We used Rotarix as a control, rather than placebo because it is not ethically possible to keep a group of infants which receives no rotavirus vaccine, especially because WHO recommends rotavirus vaccination for all the infants [2] and because India has included rotavirus vaccination in the UIP [22].

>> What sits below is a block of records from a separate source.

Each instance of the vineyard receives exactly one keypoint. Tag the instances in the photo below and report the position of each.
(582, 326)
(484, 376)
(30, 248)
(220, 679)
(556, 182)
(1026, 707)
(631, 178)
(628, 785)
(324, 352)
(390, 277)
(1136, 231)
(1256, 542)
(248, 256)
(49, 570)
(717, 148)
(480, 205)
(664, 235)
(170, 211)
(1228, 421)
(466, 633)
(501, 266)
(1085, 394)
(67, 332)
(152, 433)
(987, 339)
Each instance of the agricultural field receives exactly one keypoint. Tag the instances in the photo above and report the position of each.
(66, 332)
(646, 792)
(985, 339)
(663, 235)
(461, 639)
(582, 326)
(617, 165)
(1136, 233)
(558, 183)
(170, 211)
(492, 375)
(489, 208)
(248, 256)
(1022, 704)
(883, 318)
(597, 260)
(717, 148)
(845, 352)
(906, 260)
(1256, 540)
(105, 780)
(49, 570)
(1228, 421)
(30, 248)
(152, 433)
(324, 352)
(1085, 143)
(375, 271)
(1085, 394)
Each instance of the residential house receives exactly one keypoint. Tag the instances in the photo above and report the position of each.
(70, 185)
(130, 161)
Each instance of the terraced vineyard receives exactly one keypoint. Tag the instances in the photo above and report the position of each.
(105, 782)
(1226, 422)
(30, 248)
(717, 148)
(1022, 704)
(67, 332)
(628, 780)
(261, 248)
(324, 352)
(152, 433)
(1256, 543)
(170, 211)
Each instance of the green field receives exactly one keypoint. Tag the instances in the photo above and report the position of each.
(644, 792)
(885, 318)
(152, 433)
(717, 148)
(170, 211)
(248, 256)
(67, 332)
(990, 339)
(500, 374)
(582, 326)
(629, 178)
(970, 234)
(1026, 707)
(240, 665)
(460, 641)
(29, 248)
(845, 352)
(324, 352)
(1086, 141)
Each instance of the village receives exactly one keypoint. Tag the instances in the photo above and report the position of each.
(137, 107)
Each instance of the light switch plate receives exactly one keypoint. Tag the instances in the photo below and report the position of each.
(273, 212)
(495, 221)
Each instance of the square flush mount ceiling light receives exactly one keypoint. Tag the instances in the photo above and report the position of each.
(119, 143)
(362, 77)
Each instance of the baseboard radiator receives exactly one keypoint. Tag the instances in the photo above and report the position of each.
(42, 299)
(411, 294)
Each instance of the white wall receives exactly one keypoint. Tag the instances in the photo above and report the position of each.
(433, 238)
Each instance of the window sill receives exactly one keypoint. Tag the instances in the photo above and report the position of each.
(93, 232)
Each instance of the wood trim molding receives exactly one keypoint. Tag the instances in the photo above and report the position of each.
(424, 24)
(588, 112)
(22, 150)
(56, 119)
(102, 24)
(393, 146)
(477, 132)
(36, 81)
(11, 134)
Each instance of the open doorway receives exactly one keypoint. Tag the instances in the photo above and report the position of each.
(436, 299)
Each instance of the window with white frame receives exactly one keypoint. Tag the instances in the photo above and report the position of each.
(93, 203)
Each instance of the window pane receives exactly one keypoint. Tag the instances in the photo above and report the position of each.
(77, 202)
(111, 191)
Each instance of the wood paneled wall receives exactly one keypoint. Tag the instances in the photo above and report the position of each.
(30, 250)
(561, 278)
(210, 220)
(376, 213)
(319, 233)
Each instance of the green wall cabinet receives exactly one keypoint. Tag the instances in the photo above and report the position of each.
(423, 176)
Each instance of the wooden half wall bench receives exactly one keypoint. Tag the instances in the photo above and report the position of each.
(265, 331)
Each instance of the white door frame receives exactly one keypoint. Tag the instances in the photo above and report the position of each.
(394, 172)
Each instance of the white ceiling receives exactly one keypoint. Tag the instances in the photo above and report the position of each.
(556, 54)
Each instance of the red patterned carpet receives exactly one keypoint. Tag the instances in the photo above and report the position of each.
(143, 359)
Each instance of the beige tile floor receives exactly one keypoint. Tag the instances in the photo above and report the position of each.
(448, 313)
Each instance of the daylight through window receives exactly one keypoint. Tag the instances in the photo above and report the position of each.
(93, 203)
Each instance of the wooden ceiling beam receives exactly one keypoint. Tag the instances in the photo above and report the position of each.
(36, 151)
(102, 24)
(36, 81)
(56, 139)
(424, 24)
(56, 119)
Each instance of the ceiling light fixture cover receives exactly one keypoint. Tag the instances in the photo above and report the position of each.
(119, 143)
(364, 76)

All participants had received a birth dose of OPV as it is part of the UIP in India. They also received three doses OPV (initially trivalent and bivalent after April 2016) and one dose of IPV during the study. This was as per WHO’s polio endgame strategy which included a global switch from tOPV to bOPV and addition of a single dose of IPV in EPI schedules in countries using OPV [23].

Our results are thus in line with studies of all previously licensed rotavirus vaccines. To conclude, BRV-PV does not interfere with immune response of UIP vaccines.

Conflict of interest

Dr. Prasad S. Kulkarni, Dr. Sajjad Desai, Dr. Bhagwat Gunale, and Mr. AbhijeetDharmadhikari are employed by SIIPL, which manufactures the BRV-PV.

Funding

The study was funded by PATH and SIIPL.